Plastic containers labeled with #3 are Polyvinyl Chloride; abbreviated as PVC or V. PVC can be found in piping, siding, medical equipment, wire jacketing, certain clear food packaging, and cooking oil, window cleaner, detergent, and shampoo bottles.
PVC is rarely recycled.
Plastic containers labeled with #4 are Low Density Polyethylene, abbreviated as LDPE or PE-LD. LDPE is commonly found in shopping bags, squeezable bottles, carpet, furniture, clothing, tote bags, dry cleaning bags, and frozen food or bread bags.
It is not commonly recycled through curbside recycling programs, though many grocery stores do accept bags made of LDPE for recycling. Look for the bins by the front door of these retailers.
Plastic containers labeled with #5 are Polypropylene, abbreviated as PP. It is found in medicine bottles, straws, bottle caps, ketchup bottles and syrup bottles, plastic silverware, and some yogurt containers.
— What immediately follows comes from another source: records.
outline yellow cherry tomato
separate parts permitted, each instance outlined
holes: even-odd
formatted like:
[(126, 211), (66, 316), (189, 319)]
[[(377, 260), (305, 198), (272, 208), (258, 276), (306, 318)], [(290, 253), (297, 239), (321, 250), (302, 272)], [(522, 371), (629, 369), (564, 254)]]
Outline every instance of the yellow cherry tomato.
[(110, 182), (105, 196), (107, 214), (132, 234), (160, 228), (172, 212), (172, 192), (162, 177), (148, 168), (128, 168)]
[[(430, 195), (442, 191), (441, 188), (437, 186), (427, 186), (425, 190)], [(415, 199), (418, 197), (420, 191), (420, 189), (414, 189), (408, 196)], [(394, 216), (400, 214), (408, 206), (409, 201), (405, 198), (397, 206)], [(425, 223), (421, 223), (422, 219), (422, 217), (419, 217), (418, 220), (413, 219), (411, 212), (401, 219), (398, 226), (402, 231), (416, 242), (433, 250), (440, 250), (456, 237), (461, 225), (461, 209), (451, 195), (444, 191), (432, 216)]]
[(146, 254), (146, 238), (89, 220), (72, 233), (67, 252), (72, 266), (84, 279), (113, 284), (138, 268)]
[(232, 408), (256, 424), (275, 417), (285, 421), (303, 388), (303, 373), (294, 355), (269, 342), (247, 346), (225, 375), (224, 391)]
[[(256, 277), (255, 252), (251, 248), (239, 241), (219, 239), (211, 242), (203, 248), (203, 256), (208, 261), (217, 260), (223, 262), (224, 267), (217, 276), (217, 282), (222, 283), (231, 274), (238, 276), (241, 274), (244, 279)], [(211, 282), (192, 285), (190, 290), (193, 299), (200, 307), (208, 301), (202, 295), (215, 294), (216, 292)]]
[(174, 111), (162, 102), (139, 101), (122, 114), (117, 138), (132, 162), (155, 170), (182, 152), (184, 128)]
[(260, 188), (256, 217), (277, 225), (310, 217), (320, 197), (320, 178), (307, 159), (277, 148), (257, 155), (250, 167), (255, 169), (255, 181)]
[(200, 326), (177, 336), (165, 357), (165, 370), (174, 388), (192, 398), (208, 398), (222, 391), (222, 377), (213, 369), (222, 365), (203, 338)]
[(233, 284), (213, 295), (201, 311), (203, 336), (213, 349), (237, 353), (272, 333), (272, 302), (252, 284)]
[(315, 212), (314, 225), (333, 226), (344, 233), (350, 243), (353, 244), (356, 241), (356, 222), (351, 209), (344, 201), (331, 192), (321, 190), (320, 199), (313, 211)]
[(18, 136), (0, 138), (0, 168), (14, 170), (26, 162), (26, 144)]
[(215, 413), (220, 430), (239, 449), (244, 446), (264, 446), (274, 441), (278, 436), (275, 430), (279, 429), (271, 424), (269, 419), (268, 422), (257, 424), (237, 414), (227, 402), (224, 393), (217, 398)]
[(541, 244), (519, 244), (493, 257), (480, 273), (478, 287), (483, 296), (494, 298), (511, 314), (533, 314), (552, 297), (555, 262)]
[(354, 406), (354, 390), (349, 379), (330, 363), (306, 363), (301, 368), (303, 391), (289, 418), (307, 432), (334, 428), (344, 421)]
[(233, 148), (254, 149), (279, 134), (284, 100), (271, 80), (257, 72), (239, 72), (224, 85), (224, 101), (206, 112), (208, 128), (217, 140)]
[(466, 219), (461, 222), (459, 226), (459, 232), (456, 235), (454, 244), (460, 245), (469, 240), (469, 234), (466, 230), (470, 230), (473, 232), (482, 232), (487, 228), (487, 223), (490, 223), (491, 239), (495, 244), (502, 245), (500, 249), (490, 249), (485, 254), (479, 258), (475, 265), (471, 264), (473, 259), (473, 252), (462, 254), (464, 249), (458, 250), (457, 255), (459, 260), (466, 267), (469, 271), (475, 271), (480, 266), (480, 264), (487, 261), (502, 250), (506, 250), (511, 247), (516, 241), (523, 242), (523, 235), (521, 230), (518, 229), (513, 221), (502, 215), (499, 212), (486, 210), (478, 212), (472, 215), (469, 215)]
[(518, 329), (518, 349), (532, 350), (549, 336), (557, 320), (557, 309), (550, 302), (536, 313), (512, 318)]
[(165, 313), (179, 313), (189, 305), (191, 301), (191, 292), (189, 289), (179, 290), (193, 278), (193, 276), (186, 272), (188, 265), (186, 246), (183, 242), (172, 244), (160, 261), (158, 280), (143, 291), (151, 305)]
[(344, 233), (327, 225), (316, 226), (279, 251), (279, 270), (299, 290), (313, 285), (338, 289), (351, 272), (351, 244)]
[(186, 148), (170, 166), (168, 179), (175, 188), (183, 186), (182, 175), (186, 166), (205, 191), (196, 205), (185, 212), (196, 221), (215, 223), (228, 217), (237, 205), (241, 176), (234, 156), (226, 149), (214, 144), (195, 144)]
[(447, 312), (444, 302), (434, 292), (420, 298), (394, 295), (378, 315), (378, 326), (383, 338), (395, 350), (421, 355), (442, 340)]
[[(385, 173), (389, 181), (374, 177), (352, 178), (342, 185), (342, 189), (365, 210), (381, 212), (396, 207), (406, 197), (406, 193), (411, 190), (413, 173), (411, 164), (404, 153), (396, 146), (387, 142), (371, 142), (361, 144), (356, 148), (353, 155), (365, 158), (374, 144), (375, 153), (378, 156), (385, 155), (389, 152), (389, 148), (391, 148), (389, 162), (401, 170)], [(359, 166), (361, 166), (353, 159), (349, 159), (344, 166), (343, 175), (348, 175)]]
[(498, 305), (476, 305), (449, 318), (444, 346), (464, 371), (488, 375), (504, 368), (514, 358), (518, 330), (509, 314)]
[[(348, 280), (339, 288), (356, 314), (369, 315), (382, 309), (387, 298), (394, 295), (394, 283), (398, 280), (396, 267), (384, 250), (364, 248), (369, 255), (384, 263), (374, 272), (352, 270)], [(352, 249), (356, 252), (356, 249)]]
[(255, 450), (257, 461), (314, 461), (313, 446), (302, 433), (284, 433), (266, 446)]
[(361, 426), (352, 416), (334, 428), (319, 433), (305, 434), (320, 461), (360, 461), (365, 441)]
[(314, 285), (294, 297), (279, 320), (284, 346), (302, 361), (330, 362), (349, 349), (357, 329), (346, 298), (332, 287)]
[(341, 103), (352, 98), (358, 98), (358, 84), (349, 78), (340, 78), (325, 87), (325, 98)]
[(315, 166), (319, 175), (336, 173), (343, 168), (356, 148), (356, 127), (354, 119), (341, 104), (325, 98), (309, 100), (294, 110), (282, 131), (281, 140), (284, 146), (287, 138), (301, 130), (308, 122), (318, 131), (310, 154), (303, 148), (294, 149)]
If you feel like a plastic item is more durable than others, there's a good chance its made from PP as this plastic is often chosen for bottles and containers that must accept hot liquids as it has a high melting point.
Although it is not commonly recycled, it can be made into trays, pallets, bins, rakes, bicycle racks, landscape borders, ice scrapers, auto battery cases, brushes, brooms, battery cables, and signal lights.
Be sure to check with your local pharmacy to see if they have a recycling program for your prescription pill bottles made from #5 plastic.
Plastic containers labeled with #6 are Polystyrene, abbreviated PS. Polystyrene is more commonly know as "Styrofoam", and is used for many disposable cups and plates, carry-out containers, egg cartons, and meat trays, as well as Styrofoam packing peanuts.
Considered difficult and un-economical to recycle, it technically can be recycled in rare instances. For packing peanuts, reuse is a more eco-friendly option. Check with your local shipping store to see if they take packing peanuts for reuse.
Plastic containers labeled with #7 are Other types of plastics, including acrylic, nylon, and multi-layer construction plastics. These are generally not recyclable through curbside programs.